Dangers instead of opportunities

Since the 16th Congress of the CPC in 2002 the Chinese leaders when assessing the international situation said that China was in a period of strategic opportunities. In the early 2000s, it was even named the exact length of time during which the global environment would favor China and its global rise was unlikely to encounter serious resistance. It was believed that for at least twenty years the external environment would carry more opportunities than risks. The very interest in the “gray rhinoceros” concept illustrates a shift in the strategic thinking of the Chinese elite: the focus is no longer on opportunities that need only be skillfully exploited, but on serious dangers that, if not responded to in time, could derail the idea of a great rebirth of the Chinese nation and end the Chinese political system as it now stands. 
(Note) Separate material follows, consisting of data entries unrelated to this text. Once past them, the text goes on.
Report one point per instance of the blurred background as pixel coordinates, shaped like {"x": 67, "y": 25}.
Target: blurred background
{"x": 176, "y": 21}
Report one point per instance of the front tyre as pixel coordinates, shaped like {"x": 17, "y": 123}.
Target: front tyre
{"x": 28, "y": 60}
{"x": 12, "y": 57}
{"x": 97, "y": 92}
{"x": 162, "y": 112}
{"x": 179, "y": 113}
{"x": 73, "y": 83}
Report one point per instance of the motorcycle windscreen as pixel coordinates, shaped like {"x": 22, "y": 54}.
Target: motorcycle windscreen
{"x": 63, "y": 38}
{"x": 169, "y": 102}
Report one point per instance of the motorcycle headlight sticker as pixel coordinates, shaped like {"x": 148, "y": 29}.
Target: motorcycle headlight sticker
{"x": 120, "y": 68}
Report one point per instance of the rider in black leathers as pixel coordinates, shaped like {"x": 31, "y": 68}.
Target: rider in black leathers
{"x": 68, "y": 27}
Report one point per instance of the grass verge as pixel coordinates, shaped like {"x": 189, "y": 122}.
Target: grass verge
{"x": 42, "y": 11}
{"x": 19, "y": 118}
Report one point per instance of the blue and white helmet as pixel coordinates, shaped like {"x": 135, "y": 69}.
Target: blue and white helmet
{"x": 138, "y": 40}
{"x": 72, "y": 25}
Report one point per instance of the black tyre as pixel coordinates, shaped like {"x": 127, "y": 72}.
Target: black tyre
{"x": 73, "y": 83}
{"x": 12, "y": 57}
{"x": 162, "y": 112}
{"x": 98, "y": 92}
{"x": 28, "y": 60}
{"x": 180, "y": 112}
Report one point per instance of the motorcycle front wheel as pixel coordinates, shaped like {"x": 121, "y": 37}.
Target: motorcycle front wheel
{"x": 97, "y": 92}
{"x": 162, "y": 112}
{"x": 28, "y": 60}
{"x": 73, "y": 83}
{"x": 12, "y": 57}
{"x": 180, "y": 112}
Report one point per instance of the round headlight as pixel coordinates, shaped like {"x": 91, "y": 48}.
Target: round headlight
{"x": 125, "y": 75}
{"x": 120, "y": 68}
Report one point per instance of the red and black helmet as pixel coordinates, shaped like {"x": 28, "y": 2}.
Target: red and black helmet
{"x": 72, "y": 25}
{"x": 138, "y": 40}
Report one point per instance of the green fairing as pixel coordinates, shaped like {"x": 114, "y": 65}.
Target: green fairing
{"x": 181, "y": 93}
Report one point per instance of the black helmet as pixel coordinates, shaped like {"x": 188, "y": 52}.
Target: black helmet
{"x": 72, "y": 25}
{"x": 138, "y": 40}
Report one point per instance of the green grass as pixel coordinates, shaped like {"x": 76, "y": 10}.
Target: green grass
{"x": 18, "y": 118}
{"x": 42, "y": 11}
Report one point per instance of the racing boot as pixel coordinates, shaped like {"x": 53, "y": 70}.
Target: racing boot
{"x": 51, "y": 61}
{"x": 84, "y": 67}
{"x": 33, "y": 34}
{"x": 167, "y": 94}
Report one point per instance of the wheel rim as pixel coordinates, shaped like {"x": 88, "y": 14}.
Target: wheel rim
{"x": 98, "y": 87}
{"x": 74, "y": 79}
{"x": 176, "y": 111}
It is quite possible that the twenty-year deadline could have been extended, but the very idea of a pre-determined, conflict-free world has already begun to clash strongly with reality. The growing social and economic challenges in the wake of the pandemic and the escalating confrontation between China and the United States are accompanied by a general chaoticization of the world system. These trends had to be reflected in the report to the Congress, although the Central Committee report delivered by the Secretary General itself is a document that is extremely abstract. By tradition, it provides a macro view of internal and external problems, rather than proposing a road map.

The resulting formulation looks overly complicated: “a period of a combination of strategic opportunities, risks, and challenges with the growth of uncertain and hard-to-predict factors. But today’s world, standing, as Xi Jinping put it, at a historical crossroads, does not presuppose simplicity.